Beyond my shadowban, the man-baby in charge has transformed Twitter into a softcore fight club. My “for you” feed is dominated by fights and porn, despite the fact that I do not follow or interact with anyone who posts fights or porn and have no desire to see either in my feed. But these videos drive engagement and that is apparently all that matters. I trained my old feed to contain almost nothing but tweets from academic twitter and the meaning-focused corner of the internet. Academic twitter barely seems to exist on X at this point. These days, I rarely see tweets that I actually care about in my feed.
My point? I may not have one. Let me make one up real quick.
The political right seems to have a penchant for putting rich men with giant egos on a kind of quasi-religious pedestal. Trump and Musk have much in common, and their appeal to right-wingers is largely the same. I used to think I had more in common with conservatives than progressives, at least in terms of politically relevant values. I naively believed that most conservatives cared about truth, at least compared to progressives. I saw progressives as being ruthlessly pragmatic in their willingness to bend the truth in order to fool the masses into adopting their policies. I still do see them that way, but conservatives are much, much worse.
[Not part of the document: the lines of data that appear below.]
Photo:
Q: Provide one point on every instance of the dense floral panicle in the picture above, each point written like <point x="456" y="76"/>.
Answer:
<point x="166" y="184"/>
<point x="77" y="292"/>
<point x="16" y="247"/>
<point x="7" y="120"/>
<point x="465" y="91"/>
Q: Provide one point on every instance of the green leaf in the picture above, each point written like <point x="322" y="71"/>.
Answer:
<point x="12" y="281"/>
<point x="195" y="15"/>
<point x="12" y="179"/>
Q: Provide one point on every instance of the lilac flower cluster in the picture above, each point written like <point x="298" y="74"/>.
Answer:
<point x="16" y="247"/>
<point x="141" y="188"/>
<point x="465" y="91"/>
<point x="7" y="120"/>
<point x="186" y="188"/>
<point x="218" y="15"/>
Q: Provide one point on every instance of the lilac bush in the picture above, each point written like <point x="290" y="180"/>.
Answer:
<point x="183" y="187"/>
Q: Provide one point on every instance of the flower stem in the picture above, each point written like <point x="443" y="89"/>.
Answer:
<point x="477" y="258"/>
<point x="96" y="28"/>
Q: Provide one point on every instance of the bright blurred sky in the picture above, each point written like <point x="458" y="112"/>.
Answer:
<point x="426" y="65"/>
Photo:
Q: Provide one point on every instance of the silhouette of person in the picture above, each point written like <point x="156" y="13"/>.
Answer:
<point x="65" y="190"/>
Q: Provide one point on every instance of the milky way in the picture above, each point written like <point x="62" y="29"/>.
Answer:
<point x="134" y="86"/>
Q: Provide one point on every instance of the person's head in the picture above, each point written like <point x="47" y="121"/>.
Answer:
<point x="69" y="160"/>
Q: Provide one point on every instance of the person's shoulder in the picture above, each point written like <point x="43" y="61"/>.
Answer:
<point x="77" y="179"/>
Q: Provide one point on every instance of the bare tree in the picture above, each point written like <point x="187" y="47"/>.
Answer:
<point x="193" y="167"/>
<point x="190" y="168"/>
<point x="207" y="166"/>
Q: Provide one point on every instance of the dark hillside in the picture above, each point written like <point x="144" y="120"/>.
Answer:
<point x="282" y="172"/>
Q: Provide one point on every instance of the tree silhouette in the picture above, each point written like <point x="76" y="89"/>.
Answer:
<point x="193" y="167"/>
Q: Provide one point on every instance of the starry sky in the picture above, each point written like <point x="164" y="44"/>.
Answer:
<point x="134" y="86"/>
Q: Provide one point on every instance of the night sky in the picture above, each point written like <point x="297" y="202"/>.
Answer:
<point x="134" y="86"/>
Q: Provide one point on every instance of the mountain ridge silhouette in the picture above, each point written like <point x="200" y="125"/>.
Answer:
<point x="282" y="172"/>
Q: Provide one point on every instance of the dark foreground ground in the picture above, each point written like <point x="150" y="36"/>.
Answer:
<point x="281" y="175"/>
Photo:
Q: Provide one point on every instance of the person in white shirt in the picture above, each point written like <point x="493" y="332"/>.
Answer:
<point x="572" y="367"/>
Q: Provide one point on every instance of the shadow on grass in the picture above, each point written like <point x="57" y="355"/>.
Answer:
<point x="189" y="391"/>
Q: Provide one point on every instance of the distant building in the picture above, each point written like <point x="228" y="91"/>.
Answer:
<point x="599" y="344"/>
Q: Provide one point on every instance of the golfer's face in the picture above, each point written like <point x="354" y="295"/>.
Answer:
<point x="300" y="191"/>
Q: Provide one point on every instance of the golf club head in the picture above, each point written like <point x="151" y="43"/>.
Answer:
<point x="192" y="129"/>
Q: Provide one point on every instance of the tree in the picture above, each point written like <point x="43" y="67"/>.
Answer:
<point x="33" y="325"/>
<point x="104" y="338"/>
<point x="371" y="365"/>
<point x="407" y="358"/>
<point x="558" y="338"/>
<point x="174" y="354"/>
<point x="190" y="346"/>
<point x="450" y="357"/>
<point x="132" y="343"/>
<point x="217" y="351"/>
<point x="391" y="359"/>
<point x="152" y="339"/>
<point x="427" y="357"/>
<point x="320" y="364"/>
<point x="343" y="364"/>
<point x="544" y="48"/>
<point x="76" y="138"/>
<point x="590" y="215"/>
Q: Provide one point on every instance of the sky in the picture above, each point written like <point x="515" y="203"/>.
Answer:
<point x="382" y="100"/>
The Trump-Elon administration, and the willingness of Republicans to justify (or naively believe) any number of lies in the name of owning the libs, taught me that I was merely a product of my time. My opinions were shaped through the Obama and Biden eras, when Republicans could still reasonably portray themselves as beleaguered underdogs. As soon as they seized the reins of power, the illusion shattered. Turns out that I was just naive, and that truth has no ideological home. Neither, increasingly, do I.
Anyways…
Here I am, shadowbanned in the kingdom of free speech, exiled for the terrible crimes of linking to outsides sources and making fun of the wrong billionaire. I’d love for X to be a digital agora, a place where good ideas came to the fore and truth had a fighting chance. Instead, it’s a panopticon run by a fragile overlord cosplaying as Prometheus while frantically refreshing his notifications.
Maybe that’s what we deserve—a platform that mirrors our politics: loud, insecure, addicted to conflict, and allergic to truth. If this is the future of public discourse, God help us. Or better yet—Substack help us.
Hi Brett, nice post. Yes, Twitter shadowbans accounts that link to Substack - I've experienced this myself. For a year or two I posted links to it that got no engagement in a masochistic grind, but I recently decided screw it and deleted all my posts there (my account remains open).
The issues with Twitter are numerous: (1) the shadowban issue, (2) it rewires dopamine receptors to prefer short-form, shallow content at the expense of longer and detailed, more academic content, like watching quick cut television makes it harder to read a book, (3) it is algorithmically manipulative, pushing you to view content the establishment prefers (even if it wants you within a sub-set echo chamber) -- not to mention (4) the site remains under the control of the CIA, FBI, and ADL, as the "Twitter Files" was a quietly scrubbed limited hangout. Perhaps these things are worth accepting for a bit more reach -- I still wrestle with the dilemma -- but the site, and Musk himself, deeply suck.
I did wonder why I was seeing so little of you, to the extent I though you must have stopped using X.